Het College is voorts van oordeel dat gezien de inhoud van het gesprek op 14 juli 2011 niet kan worden gezegd dat geen overleg heeft plaatsgehad over het koppelen van verlof aan de bereidheid medicatie in te nemen, dan wel dat de arts niet kenbaar heeft gemaakt aan welke medicatie werd gedacht. Voor zover klager spreekt van dwangmedicatie moet worden vastgesteld dat klager de vrijheid had om de medicatie al dan niet te gaan gebruiken en dat niet is gebleken dat er medicatie onder dwang is toegediend. Evenmin kan worden gezegd dat de arts niet in redelijkheid de genoemde medicatie als voorwaarde voor verlof heeft kunnen overwegen.

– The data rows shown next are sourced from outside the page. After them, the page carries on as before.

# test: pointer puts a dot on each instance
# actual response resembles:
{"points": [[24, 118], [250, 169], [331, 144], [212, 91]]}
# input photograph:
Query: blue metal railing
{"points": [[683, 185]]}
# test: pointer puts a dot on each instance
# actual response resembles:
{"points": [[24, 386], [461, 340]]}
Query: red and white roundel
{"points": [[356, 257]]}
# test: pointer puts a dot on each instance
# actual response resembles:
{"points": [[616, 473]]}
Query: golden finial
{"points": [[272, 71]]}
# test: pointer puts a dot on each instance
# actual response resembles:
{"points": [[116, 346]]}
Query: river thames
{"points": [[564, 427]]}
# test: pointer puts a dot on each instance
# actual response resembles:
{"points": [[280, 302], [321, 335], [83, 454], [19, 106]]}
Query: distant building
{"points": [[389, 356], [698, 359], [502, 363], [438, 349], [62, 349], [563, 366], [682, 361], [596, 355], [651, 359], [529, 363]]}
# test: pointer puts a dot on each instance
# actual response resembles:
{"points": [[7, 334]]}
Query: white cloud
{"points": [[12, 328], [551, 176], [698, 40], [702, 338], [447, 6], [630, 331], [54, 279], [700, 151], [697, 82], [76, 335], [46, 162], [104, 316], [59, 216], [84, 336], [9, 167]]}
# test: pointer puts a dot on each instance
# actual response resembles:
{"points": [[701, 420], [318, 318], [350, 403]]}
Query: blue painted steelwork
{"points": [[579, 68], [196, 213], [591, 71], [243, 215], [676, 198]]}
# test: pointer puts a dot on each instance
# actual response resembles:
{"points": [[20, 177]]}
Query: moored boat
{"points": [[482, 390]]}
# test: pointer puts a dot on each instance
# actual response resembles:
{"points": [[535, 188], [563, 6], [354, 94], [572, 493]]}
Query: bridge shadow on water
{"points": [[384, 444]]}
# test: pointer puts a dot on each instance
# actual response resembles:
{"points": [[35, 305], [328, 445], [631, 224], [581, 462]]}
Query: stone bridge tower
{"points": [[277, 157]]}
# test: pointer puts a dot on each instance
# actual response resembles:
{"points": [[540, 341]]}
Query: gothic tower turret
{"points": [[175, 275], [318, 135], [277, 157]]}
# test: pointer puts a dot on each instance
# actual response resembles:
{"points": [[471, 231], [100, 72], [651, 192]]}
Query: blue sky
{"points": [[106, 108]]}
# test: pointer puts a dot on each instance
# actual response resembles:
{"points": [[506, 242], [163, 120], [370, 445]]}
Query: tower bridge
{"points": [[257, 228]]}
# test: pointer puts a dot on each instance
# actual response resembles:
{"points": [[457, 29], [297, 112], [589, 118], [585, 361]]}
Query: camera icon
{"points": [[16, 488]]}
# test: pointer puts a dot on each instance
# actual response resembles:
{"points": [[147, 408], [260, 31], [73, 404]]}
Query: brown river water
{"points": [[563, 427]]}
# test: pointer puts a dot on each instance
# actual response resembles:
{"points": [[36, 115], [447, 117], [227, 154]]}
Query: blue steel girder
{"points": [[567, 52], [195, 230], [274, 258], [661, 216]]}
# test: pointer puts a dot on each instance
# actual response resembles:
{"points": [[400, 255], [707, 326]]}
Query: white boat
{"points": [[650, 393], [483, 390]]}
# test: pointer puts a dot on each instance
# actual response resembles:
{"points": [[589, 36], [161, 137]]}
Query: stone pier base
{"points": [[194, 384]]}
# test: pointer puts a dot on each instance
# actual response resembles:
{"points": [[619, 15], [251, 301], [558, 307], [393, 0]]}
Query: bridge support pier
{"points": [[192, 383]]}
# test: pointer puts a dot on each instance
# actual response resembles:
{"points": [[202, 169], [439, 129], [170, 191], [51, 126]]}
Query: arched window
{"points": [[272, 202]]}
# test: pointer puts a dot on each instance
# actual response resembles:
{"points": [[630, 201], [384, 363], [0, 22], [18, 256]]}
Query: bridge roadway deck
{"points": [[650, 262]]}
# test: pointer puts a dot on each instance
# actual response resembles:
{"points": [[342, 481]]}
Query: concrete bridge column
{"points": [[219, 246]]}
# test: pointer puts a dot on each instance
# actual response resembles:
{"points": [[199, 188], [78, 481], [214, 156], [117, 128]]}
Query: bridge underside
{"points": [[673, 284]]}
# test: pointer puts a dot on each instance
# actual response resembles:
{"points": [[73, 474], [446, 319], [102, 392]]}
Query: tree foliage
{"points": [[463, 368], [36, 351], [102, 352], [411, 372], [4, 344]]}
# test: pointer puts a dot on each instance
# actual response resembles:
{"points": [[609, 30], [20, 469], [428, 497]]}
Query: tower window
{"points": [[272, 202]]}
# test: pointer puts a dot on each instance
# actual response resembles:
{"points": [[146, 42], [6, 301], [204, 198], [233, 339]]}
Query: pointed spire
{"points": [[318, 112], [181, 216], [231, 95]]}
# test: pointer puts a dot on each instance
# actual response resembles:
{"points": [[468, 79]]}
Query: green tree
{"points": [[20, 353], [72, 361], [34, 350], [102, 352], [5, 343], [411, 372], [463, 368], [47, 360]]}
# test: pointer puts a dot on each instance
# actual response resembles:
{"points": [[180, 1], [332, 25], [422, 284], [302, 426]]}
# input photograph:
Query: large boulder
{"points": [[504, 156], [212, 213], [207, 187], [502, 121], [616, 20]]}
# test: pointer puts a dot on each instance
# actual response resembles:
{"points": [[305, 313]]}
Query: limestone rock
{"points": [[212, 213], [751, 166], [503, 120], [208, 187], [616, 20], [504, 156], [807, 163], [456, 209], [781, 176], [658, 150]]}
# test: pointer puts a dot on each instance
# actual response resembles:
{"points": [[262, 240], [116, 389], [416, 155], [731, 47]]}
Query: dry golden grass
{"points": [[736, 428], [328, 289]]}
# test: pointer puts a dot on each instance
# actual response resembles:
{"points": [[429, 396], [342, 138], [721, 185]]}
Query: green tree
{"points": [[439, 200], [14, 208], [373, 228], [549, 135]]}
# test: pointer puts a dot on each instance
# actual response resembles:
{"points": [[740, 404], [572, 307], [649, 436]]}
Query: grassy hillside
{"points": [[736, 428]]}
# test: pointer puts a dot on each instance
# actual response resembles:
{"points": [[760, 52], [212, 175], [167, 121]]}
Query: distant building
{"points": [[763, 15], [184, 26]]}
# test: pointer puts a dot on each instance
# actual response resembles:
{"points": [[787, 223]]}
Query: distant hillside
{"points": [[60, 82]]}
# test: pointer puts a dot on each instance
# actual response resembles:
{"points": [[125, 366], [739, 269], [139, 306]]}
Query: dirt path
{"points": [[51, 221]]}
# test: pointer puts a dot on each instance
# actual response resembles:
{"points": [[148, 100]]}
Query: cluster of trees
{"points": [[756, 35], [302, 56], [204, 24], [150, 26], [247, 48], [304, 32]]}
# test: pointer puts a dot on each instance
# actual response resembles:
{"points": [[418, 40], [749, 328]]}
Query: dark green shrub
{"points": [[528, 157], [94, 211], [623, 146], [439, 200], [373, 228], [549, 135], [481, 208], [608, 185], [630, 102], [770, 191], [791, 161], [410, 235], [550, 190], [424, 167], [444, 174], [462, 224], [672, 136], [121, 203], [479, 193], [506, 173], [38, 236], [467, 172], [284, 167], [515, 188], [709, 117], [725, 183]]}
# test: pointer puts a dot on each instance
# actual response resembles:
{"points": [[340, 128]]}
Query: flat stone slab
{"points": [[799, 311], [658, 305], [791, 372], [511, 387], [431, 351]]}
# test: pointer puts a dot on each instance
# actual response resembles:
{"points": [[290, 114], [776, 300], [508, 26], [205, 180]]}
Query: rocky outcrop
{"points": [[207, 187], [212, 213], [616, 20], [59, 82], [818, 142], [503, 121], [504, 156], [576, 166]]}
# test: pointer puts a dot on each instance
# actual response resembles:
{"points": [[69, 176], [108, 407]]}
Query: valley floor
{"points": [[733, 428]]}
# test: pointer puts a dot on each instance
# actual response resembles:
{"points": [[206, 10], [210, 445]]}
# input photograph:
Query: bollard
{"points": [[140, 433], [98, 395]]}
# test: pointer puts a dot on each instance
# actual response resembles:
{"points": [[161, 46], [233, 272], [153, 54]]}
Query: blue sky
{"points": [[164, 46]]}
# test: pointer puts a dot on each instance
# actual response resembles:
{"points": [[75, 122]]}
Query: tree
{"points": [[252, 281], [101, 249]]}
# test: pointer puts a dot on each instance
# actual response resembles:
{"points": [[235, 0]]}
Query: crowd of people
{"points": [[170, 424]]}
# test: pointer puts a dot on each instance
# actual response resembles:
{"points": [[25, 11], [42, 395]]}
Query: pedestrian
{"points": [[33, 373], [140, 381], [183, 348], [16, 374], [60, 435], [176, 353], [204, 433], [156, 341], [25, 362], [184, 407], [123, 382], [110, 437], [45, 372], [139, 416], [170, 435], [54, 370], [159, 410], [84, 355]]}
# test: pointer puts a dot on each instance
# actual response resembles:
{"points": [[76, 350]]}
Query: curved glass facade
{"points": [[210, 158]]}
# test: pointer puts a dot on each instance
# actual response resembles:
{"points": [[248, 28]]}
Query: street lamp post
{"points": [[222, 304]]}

Het bovenstaande brengt met zich mee dat de arts niet buiten de grenzen van een redelijke beroepsuitoefening is getreden en dat hem geen tuchtrechtelijk verwijt kan worden gemaakt. De klacht is daarom in al zijn onderdelen ongegrond.

6. De beslissing

Het Regionaal Tuchtcollege voor de Gezondheidszorg te ’s-Gravenhage beslist als volgt:

wijst de klacht af.

Deze beslissing is gegeven door: mr. J.S.W. Holtrop, voorzitter, A.M. van Nispen tot

Pannerden en dr. B. van Ek, leden-artsen, bijgestaan door mr. I.C.M. Spitters-Vermeulen, secretaris en uitgesproken ter openbare terechtzitting van 27 augustus 2013.

voorzitter secretaris

Tegen deze beslissing kan binnen zes weken na de dag van verzending van het afschrift ervan schriftelijk hoger beroep worden ingesteld bij het Centrale Tuchtcollege voor de Gezond­heidszorg door:

a. de klager en/of klaagster, voor zover de klacht is afgewezen, of voorzover hij/zij niet-ontvankelijk is verklaard;

b. degene over wie is geklaagd;

c. de hoofdinspecteur of de regionale inspecteur van de volksgezondheid, wie de aangelegenheid uit hoofde van de hun toevertrouwde belangen aangaat.

Het tot het Centrale Tuchtcollege voor de Gezondheidszorg gerichte beroep­schrift wordt ingezon­den bij de secretaris van het Regionaal Tuchtcolle­ge voor de Gezondheidszorg te

's-Gravenhage, door wie het binnen de beroepstermijn moet zijn ontvangen.